Here is the full opinion of the Court of Criminal Appeals:

"This is an appeal from the trial court's order compelling appellant to take his anti-psychotic medication. We will dismiss the appeal.

The record before the Court reflects that appellant is an incompetent-to-be-executed, death-row inmate with no scheduled execution date. Appellant's scheduled execution date of February 23, 2006, was set aside by the trial court based on a finding that appellant was incompetent to be executed. (1) The trial court also found that appellant is schizophrenic and that, as his scheduled February 23, 2006, execution date approached, appellant "refused to voluntarily take any psychotropic medications" to treat his schizophrenia. The trial court also found that appellant "appeared to be asymptomatic" during periods that he "was voluntarily taking" his medication. The trial court concluded that appellant, "during periods when he was not taking medication, posed a danger to himself." The trial court also concluded that, because "symptoms of [appellant's schizophrenia] have, in the past, been alleviated by anti-psychotic medication, treatment by these drugs would be in [appellant's] best medical interests." The trial court ordered that appellant voluntarily take his medication and that he be compelled to do so if he refuses. (2)

Appellant appealed from this order. He claims, among other things, that it is unconstitutional for the State to compel him to take anti-psychotic medication to restore his competency so that the State can execute him. (3) The State claims in a motion to dismiss this appeal that the trial court's order is not an "appealable order" under Tex. R. App. Proc. 25.2(a)(2). (4)

We agree. Section 5(a), Tex. Const., provides, in relevant part, that this Court "shall have final appellate jurisdiction coextensive with the limits of the state . . . in all criminal cases of whatever grade, with such exceptions and under such regulations as may be provided in this Constitution or as prescribed by law." Article 44.02, Tex. Code Crim. Proc., provides that "[a] defendant in any criminal action has the right of appeal under the rules hereinafter prescribed." Appellant does not cite, nor have we found, any constitutional or statutory provision or any rule that would authorize this appeal from the trial court's interlocutory order.

The appeal is dismissed."

Wednesday, September 12, 2007

Arkansas Death Row Inmate Granted Stay

A federal judge has granted a stay to Arkansas death row inmate Terrick Nooner to reconsider his request for a mental health examination. Nooner was scheduled to be executed on September 18.

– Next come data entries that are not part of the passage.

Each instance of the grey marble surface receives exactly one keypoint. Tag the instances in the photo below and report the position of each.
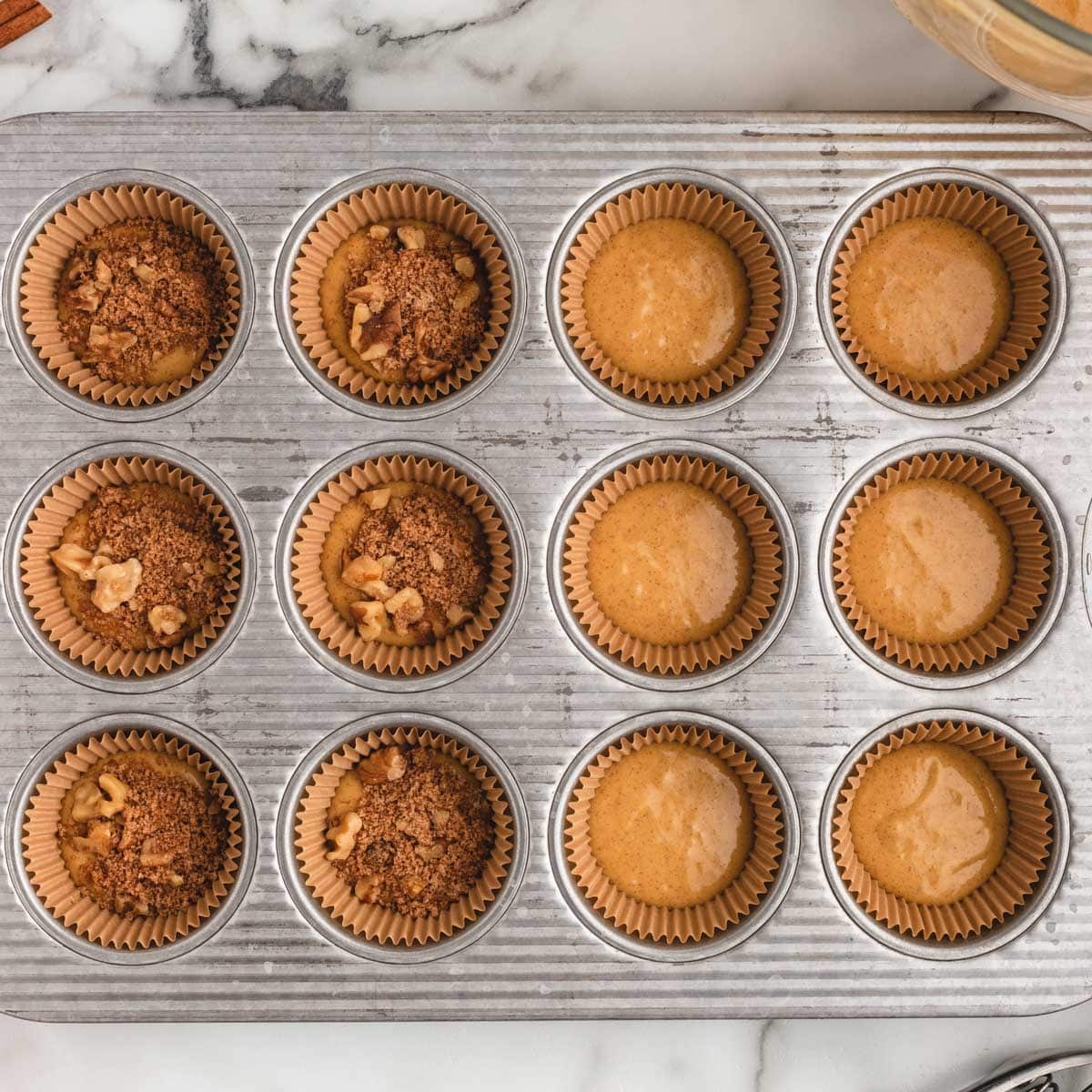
(163, 55)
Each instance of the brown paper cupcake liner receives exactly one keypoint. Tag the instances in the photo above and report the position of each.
(756, 609)
(358, 212)
(49, 875)
(1024, 259)
(687, 924)
(49, 254)
(334, 894)
(310, 588)
(1030, 581)
(42, 583)
(1029, 845)
(702, 207)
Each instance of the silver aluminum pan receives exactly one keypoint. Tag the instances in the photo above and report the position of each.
(539, 430)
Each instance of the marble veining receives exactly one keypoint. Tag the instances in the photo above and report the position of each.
(322, 55)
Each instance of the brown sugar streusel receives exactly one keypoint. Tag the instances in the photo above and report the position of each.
(142, 301)
(412, 300)
(410, 830)
(405, 563)
(142, 834)
(142, 566)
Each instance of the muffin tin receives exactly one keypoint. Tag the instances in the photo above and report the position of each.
(267, 427)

Here's an article from the Associated Press (September 11, 2007):

Stay of Execution Granted for AR Death Row Inmate----Nooner was convicted of killing a student at a laundromat in 1993.

In Little Rock, a federal judge has issued a stay in an execution scheduled next week for an Arkansas death-row inmate convicted of killing a university student at a coin-operated laundry in 1993. Judge J. Leon Holmes issued the stay for inmate Terrick Nooner, who faced a September 18 execution date. The stay comes after the 8th U.S. Circuit Court of Appeals in St. Louis ruled last month that a request for mental-health professionals to examine Nooner should be reconsidered in court.

Lawyers for Nooner have argued their request for the mental examinations was not an appeal of his original conviction in Pulaski County court. Instead, the lawyers say, it was an attempt to get examinations the Arkansas Department of Correction has denied over the last year and a half. Since his incarceration, Nooner has made a number of rambling legal filings and statements about people poisoning his food, sexually assaulting him, performing witchcraft and "shooting up my blood" withdrugs and poisons.

Julie Brain, a federal public defender for Nooner, declined to comment on the judge's stay.